Future and remaining linked to Atlético
As he's already said, Torres is desperate to keep on pulling on the red and white shirt; sooner or later, however, the time will come for him to hang up his boots. He is widely expected to continue his association with the club, and even be given a directorial role. "I have so much respect for the president we have," Torres says. "Enrique Cerezo is the only person who has always respected me, always been unwavering in his words of encouragement for me. I hope he stays for many years. I don't even want to think about the moment when I have to retire from playing. I could help the club with my experience, but hopefully that's not for a few years yet. I guess there'll be an interval between the moment I stop playing and the moment I can return to Atlético." Torres had words of praise for Jan Oblak - "I've never seen a goalkeeper like him; he's the best in the world by a distance," he declared - and Saúl Ñíguez: "He's the player with the biggest present and future in the squad. He's always taken the right steps forward as a player."

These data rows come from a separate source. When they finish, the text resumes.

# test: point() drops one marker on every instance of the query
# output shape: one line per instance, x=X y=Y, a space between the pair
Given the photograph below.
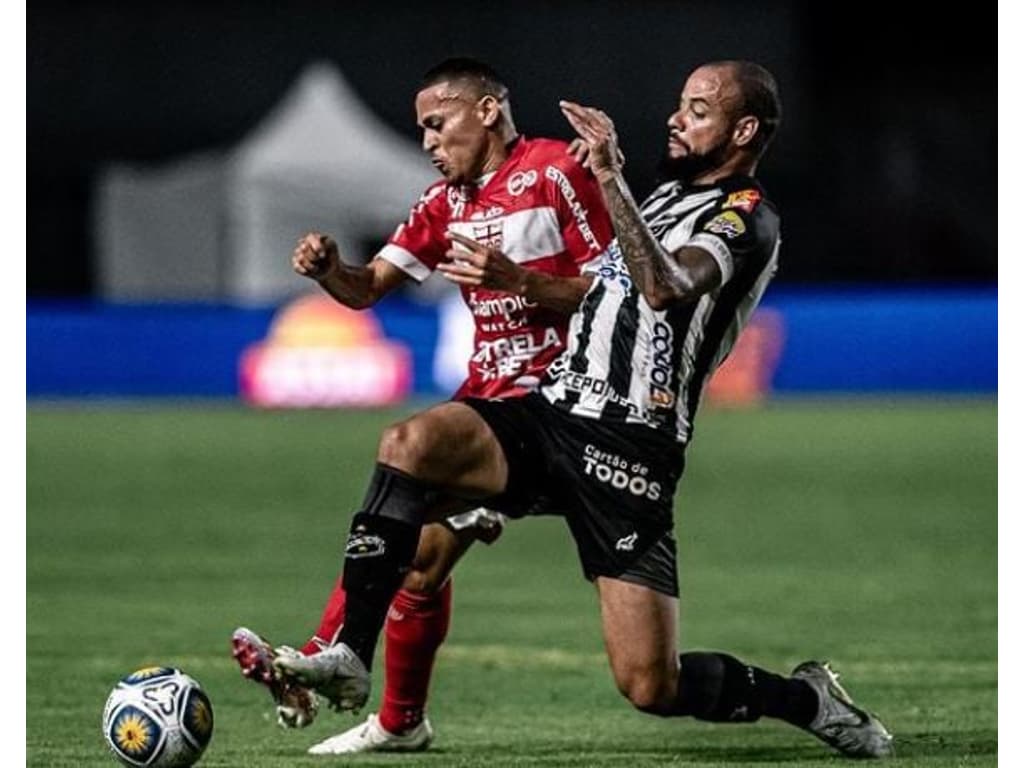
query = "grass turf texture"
x=864 y=532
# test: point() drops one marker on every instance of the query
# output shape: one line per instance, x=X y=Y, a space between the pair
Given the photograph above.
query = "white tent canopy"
x=222 y=226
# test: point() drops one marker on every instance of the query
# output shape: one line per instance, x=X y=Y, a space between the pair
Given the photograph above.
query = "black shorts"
x=613 y=483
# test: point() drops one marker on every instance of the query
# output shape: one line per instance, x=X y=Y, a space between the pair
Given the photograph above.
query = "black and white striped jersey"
x=628 y=363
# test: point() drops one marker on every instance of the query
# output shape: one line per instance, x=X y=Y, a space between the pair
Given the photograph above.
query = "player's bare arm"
x=315 y=256
x=473 y=263
x=663 y=278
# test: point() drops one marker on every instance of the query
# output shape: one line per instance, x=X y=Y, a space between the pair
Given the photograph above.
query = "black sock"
x=380 y=548
x=723 y=689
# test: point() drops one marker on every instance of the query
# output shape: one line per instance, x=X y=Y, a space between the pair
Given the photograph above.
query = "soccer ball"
x=158 y=717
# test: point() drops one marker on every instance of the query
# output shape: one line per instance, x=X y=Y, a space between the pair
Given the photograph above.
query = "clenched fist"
x=315 y=256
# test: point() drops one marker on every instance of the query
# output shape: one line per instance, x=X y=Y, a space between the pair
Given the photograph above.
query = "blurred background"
x=176 y=150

Luis Aragonés' impact on the young Torres
The same steps that Torres took, with one man by his side who always looked out for him: "Luis Aragonés was the key coach for me. Now, 12 years later, I get all the things that he would say to me. He almost wanted to teach me too much. Sometimes I'd think: 'What's this guy talking about!' He wanted to teach me everything at a breakneck pace, because he felt he maybe didn't have long before he left Atlético. And I actually had a tough time of it to begin with [under Aragonés], because he wouldn't pick me. I remember that he'd say to me: 'Even in the 'rondos', get yourself next to the good players.' Luis was so right: you can always learn many things from the good players, from the best players." Torres believes that "the defining goal in my career was the one I scored for Spain in Vienna [in the Euro 2008 final win over Germany]."
Admiration for the Premier League
Torres is passionate about the Premier League. "I love [Álvaro] Morata," he says, and declares that improvements are now being made in LaLiga that "you could already see in the Premier League ten years ago. Over there, for example, a referee who couldn't do Liverpool or Everton matches because he was from the area would come and give talks to the players about aspects of the game. He would put on videos and there'd be a debate about the incidents. Then he'd come back some time afterwards to let us know whether the things we had flagged up were to be taken into account. Over there, you don't get altercations in every single passage of play; what is seen as guile here is seen as cheating there. They'd rather lose the game than win it with cheating. And every game feels like the Champions League with the way the stadium is decked out so fantastically. I don't understand why the referees can't talk [to the players] here. I like Hawk-Eye, but not VAR [the video assistant referee system]. The game would keep on coming to a halt. In England, the media impact [that the league has] is huge; any team from the top six has the same impact in Asia or the United States as Real Madrid or Barcelona. Playing there is really special."